L I know a guy who was telling me stories about doing checkouts for F16 guys at his local airport. He'd pull an engine on them and they wouldn't know what to do, or they'd try to fly their approach to land at 120KTS in a 172.

Oh, hell, not this comparison again.

This isn't indicative of these guys being idiots or inexperienced as pilots in any way.

These are simply pilots who have spent their 500 hours doing something completely different. They're using their experience that works perfectly well in the job they do every day -- and that is very different than the procedures required to horse a 172 around the pattern.

They drive around in the Viper fast and high for the most part. When they're close to the airport, they're fast enough that they go to High Key when they lose an engine there. When that fails, then they punch out. That's what they are trained to do and practice doing.

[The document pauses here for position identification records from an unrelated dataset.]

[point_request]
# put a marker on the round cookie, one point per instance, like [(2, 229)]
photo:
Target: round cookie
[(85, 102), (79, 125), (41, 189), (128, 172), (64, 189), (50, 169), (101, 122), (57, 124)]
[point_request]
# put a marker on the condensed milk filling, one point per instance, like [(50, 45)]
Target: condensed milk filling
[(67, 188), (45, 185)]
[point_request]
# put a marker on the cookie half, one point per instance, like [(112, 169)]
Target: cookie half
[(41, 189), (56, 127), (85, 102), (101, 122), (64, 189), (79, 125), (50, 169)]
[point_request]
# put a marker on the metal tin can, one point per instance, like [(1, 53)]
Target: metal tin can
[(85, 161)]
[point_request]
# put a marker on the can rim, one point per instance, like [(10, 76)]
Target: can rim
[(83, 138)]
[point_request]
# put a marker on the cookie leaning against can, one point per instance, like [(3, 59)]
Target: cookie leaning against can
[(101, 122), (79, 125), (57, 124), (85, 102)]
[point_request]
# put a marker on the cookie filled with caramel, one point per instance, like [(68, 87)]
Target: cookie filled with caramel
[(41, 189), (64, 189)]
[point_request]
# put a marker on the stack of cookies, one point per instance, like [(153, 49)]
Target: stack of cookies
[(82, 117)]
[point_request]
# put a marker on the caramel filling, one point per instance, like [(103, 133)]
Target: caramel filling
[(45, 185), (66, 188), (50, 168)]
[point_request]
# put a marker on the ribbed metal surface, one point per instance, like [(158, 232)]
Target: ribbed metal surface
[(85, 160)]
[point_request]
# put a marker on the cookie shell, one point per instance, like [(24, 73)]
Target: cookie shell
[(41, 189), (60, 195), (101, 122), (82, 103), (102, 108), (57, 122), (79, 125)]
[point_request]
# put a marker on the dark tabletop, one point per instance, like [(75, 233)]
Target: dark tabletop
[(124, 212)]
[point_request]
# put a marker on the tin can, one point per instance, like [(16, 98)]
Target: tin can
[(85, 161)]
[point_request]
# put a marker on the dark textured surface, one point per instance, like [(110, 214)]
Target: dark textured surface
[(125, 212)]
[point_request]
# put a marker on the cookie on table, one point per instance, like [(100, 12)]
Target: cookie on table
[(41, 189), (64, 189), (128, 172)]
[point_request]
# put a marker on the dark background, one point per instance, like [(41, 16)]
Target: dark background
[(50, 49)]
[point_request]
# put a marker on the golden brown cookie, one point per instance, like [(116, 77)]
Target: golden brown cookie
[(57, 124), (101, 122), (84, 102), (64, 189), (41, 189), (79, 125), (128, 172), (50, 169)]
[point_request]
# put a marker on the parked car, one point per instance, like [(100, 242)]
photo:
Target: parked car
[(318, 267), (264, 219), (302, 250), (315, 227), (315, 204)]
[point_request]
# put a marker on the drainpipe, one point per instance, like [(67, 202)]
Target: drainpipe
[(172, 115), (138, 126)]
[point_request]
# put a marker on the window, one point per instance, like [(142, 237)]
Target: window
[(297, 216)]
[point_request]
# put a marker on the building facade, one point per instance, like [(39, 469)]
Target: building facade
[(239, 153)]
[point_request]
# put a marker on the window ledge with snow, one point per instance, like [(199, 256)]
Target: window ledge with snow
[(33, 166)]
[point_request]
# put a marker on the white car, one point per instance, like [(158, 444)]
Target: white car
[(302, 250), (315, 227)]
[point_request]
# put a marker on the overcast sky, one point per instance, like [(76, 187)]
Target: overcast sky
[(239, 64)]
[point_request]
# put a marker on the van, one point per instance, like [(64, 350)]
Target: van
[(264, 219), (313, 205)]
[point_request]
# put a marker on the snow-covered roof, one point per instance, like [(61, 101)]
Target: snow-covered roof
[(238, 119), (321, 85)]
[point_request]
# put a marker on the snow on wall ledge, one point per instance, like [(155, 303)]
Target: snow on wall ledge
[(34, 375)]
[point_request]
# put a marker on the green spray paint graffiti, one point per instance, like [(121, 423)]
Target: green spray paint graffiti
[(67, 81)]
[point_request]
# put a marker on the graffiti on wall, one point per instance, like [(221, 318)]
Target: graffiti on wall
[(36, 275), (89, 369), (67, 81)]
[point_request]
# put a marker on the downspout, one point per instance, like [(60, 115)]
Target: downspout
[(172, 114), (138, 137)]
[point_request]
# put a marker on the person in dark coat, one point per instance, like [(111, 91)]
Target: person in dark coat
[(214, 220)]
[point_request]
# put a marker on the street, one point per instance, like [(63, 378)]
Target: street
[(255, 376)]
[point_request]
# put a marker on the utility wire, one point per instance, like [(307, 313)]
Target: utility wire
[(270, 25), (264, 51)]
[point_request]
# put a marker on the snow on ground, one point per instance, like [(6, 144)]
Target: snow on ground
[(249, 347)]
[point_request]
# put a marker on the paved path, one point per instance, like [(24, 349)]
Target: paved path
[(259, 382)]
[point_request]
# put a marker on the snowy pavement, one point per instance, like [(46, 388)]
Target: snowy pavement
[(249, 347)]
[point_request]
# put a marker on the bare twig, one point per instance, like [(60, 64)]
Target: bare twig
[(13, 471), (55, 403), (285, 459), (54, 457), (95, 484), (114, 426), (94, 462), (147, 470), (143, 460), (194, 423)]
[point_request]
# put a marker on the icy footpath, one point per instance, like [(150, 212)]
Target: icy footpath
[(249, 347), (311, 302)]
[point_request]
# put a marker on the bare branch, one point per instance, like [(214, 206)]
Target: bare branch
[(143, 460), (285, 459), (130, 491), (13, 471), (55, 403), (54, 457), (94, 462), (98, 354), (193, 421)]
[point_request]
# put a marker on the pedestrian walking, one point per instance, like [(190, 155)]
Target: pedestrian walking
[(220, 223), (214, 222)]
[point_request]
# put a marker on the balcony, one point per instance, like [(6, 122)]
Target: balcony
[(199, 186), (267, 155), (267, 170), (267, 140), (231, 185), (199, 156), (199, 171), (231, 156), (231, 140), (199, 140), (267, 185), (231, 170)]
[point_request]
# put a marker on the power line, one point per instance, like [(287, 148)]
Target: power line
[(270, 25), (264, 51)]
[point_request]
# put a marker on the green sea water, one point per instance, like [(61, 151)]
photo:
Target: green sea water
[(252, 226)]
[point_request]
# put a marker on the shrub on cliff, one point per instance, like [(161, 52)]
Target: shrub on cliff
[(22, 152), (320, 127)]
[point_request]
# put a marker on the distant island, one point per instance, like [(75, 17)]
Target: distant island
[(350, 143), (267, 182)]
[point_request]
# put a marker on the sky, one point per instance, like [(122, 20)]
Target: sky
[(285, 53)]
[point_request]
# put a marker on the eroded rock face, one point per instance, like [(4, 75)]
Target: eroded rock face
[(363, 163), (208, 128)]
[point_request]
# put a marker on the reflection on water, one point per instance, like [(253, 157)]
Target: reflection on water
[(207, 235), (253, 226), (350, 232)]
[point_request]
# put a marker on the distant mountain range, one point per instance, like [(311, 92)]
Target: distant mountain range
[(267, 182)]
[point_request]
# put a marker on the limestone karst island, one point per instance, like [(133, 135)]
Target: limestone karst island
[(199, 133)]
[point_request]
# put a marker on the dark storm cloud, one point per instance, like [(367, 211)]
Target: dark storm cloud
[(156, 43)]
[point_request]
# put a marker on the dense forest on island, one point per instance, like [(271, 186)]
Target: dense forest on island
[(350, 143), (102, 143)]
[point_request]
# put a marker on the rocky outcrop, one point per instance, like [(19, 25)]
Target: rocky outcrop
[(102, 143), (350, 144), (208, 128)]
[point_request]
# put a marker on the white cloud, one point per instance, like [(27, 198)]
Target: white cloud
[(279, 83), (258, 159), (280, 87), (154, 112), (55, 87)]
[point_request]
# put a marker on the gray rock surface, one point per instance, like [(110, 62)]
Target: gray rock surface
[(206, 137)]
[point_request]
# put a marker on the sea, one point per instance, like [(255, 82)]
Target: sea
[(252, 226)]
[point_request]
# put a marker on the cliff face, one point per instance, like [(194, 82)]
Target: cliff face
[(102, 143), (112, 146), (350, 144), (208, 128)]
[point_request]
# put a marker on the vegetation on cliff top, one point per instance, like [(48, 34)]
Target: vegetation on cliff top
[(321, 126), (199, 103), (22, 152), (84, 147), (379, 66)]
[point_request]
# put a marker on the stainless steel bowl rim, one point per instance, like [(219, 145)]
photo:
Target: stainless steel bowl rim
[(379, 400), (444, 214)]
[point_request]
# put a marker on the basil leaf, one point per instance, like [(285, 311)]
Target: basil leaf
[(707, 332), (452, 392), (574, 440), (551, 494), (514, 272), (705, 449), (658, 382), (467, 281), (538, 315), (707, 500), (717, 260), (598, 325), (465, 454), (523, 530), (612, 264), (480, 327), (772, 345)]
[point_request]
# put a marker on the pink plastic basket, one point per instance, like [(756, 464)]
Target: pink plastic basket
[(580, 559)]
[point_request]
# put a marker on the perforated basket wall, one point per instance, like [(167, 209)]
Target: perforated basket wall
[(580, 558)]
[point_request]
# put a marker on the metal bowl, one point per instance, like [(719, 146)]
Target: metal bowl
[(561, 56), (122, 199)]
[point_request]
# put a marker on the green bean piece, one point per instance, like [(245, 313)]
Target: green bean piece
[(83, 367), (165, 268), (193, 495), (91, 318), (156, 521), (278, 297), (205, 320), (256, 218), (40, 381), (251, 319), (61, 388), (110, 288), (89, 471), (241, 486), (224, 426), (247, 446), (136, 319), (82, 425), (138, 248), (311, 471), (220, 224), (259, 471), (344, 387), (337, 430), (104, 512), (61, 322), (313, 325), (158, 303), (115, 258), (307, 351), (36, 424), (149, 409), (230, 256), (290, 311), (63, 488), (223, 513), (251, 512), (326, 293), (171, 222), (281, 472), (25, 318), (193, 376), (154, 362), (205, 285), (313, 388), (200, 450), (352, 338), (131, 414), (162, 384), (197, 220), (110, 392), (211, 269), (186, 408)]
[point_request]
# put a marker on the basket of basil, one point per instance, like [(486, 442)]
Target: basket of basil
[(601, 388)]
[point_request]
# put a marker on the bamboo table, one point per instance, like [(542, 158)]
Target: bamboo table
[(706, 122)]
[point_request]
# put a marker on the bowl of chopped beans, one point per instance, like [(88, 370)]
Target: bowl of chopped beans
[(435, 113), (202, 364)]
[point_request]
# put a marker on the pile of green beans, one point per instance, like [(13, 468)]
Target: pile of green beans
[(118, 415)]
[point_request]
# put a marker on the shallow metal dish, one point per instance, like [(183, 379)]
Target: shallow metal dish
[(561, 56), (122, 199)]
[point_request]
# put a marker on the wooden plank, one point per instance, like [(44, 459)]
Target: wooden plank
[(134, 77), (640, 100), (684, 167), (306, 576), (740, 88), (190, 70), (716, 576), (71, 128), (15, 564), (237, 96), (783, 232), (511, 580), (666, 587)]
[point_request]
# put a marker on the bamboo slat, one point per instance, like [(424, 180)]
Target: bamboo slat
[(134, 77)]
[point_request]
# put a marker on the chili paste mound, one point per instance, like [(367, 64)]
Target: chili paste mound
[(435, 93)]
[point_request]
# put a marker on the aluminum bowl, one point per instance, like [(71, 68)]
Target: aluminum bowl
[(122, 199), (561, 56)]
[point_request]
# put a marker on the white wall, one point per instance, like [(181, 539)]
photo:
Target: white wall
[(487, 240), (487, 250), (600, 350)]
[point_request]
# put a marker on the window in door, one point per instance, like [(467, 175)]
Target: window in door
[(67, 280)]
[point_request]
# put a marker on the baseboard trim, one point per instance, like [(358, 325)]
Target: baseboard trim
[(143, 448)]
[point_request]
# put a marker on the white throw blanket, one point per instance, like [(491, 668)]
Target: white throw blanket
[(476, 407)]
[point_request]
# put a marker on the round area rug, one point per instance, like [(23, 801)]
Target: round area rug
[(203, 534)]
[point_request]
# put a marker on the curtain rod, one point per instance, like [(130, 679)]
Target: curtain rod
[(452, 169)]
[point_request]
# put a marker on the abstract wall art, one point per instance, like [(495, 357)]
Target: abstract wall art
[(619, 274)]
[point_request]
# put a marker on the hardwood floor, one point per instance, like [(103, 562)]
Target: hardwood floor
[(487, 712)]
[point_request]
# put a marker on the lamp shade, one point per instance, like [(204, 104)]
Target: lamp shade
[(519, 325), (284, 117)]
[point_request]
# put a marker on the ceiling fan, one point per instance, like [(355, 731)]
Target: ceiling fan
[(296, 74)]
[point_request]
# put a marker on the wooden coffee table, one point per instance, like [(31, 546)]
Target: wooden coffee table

Whenever I hear stories like yours -- it seems to be the GA pilots' favorite way of saying "fighter pilots are a bunch of over-rated retards" -- I have to laugh. How about we turn the tables and put your scoffing wonder CFI in a Viper and give him the same scenario and see how well he handles it. My guess is, poorly.

Different airplanes have to be flown different ways. It takes training and experience to do it. Unless you're Bob Hoover, you don't just jump in any airplane and have the skills to fly it well based off your past experience in a completely different type of airplane.

The fact that a military fighter guy tried to fly his 172 fast on final isn't indicative of them being morons -- it's indicative of the difference between what they have most of their experience in (where you fly a power-on final that is 100 knots faster than in a Cessna) and the proper technique in a 172. They're not morons because they "didn't know what to do" when the power was pulled in a 172 -- they were trying to take their knowledge base of cruising around at 300 knots, their trained reaction to make it to 10,000 feet overhead the field at High Key, and fit that into the altitude/airspeed scenario they were presented. There are no scenarios in a military fighter where an engine failure results in an off-field landing. A Viper dude isn't constantly looking for a field or a road to land in should he lose an engine. There aren't any that are survivable...so that's neither their habit pattern or in their crosscheck.

So, I'll throw down an open invitation for any one of those guys to come on out to where I work and I'll put them in the T-38 sim and we'll do some flying. I guarantee you it won't take long to make any GA CFI look like a complete buffoon at 300 knots. Why? Not because they are a complete buffoon, but because they simply have no experience flying this fast, with this type of airplane.

It's a red-herring argument. It has absolutely no bearing on the hours/experience discussion in this thread.